# 운 좋게 더 좋은 걸 먹고 왔나 했어요.



## 82riceballs

Hi all!

I came across the following sentences in my textbook:
저는 ‘가는 날이 장날’이라는 말만 듣고 운 좋게 더 좋은 걸 먹고 왔나 했어요.
장날은 부적부적 사람들도 많고 이것저것 먹을 것도 많으니까 좋은 날이잖아요?

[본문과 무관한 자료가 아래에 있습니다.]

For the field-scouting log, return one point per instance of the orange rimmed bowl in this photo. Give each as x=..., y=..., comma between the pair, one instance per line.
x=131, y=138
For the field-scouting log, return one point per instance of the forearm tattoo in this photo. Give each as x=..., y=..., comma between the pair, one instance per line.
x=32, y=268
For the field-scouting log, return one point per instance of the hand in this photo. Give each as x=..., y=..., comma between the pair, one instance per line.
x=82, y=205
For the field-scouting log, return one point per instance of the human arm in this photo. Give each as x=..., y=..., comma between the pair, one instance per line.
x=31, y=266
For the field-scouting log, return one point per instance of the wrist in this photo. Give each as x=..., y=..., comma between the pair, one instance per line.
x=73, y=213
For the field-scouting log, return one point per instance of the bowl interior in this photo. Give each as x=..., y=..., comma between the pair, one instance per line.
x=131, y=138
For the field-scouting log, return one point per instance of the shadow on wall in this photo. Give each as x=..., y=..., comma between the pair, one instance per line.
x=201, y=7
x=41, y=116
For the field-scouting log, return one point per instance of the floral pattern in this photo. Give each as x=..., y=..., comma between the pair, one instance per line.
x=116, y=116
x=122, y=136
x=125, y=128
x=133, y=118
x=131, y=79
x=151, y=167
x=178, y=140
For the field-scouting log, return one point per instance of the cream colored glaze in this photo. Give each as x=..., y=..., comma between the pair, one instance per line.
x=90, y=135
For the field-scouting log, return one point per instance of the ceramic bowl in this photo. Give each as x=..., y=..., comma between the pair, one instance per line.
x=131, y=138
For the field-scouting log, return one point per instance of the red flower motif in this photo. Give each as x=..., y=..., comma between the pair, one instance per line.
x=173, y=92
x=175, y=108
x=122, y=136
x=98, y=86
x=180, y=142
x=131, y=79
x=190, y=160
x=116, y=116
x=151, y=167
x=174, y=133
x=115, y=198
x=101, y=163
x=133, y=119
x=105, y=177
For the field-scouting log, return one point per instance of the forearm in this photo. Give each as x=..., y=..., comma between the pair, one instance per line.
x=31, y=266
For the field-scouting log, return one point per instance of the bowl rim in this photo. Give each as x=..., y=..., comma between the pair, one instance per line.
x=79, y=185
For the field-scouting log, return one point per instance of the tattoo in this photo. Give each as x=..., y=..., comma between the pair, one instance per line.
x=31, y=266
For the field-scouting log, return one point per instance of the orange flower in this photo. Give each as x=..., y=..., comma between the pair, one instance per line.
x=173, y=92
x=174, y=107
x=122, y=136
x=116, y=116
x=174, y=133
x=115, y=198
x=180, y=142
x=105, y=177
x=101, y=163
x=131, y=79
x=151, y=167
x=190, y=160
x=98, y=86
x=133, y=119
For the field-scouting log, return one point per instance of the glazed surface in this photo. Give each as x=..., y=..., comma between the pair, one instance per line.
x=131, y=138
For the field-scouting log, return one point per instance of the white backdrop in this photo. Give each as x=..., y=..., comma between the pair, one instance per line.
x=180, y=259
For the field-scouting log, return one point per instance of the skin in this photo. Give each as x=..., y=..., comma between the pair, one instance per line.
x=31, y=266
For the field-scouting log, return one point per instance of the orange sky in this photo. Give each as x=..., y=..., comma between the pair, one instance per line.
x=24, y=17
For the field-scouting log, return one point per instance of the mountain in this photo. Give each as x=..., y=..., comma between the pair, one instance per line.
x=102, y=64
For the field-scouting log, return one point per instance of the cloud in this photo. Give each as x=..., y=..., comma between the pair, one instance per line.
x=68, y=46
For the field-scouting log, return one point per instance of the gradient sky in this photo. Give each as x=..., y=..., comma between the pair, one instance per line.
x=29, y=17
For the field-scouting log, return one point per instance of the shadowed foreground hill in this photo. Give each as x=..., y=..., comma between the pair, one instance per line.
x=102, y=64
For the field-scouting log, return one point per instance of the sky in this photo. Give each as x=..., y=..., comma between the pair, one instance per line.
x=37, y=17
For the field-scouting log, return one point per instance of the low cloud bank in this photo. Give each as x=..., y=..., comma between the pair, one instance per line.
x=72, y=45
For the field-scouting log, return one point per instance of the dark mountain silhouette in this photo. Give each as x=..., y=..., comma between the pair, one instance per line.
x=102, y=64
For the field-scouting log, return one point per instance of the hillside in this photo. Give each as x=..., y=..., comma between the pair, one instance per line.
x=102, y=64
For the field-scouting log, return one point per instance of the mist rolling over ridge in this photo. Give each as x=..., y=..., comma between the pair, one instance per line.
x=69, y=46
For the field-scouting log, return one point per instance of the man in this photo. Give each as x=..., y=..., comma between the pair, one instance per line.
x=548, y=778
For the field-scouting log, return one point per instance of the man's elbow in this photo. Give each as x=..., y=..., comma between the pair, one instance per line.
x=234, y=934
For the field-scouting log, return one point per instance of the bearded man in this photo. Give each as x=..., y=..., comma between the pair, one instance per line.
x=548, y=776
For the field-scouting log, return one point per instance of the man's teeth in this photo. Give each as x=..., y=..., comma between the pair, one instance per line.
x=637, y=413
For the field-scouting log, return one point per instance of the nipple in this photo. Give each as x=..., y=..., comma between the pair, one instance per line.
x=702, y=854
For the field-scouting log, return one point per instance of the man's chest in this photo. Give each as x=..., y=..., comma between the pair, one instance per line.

I don't quite get the usage of ~나 했어요 here...
Are (1) and (2) the same?
(1) 먹고 왔나 했어요.
(2) 먹고 온 줄 알았어요.

Also if you could give me some more examples of how ~나 했어요 that would be super helpful. Thanks so much for your help!!!


----------



## Kross

82riceballs said:


> Are (1) and (2) the same?
> (1) 먹고 왔나 했어요.
> (2) 먹고 온 줄 알았어요.


 They convey the same meaning, but the difference is the (1) sentence sounds informal and casual while the (2) is not.



82riceballs said:


> Also if you could give me some more examples


1. 아침부터 계속 실실 웃으시기래 무슨 좋은 일이 있나 했어요. 
2. 평소에 약속을 잘 지키시는 분이 오늘따라 늦으시기래 무슨 일이 있나 했어요.


----------



## malgeul91

*-나*
*「어미」*
((주로 동사 어간이나 어미 ‘-으시-’, ‘-었-’, ‘-겠-’ 뒤에 붙어))
「1」하게할 자리에 쓰여, 물음을 나타내는 종결 어미.
　　¶ 자네 언제 *떠나나*?
　　¶ 자네 그 소식 듣고 얼마나 *기뻤나*?
　　¶ 여보게, 자네가 날 *도와주겠나*?
「2」((주로 ‘-나 하다’, ‘-나 싶다’, ‘-나 보다’ 구성으로 쓰여))자기 스스로에게 묻는 물음이나 추측을 나타내는 종결 어미.
　　¶ 얼굴이 붉어서 난 자네가 술을 *마셨나* 했어.
　　¶ 그 애가 많이 *아팠나* 싶었다.
　　¶ 저 애가 왜 화가 *났나* 싶어서 내 행동을 곰곰이 되짚어 보았다.
　　¶ 밖에는 비가 *내리나* 보다.
　　¶ 아침저녁 선선한 바람이 부니 이제 가을이 *되었나* 보다.
「3」해할 자리에 쓰여, 물음을 나타내는 종결 어미. 군대처럼 상하 관계가 분명하고 격식이 중요한 사회에서 많이 쓴다.
　　¶ 뭐 *하나*?
　　¶ 김 일병, *춥나*?
　　¶ 장군님께서는 *출발하셨나*?
　　¶ 시킨 일은 다 *했나*?
　　¶ 자네 혼자서 그 일을 해낼 수 *있겠나*?
「4」자기 스스로에게 묻는 물음을 나타내는 종결 어미. 
　　¶ 이 일을 *어떡하나*?
　　¶ 내가 왜 *이러나*?

(출처: 표준국어대사전)


----------



## malgeul91

82riceballs said:


> Are (1) and (2) the same?
> (1) 먹고 왔나 했어요.
> (2) 먹고 온 줄 알았어요.



I think they differ in meaning.
(1) I guessed (you) might have had eaten (sth) before you got here.
(2) I thought (you) had eaten (sth) before you got here.


----------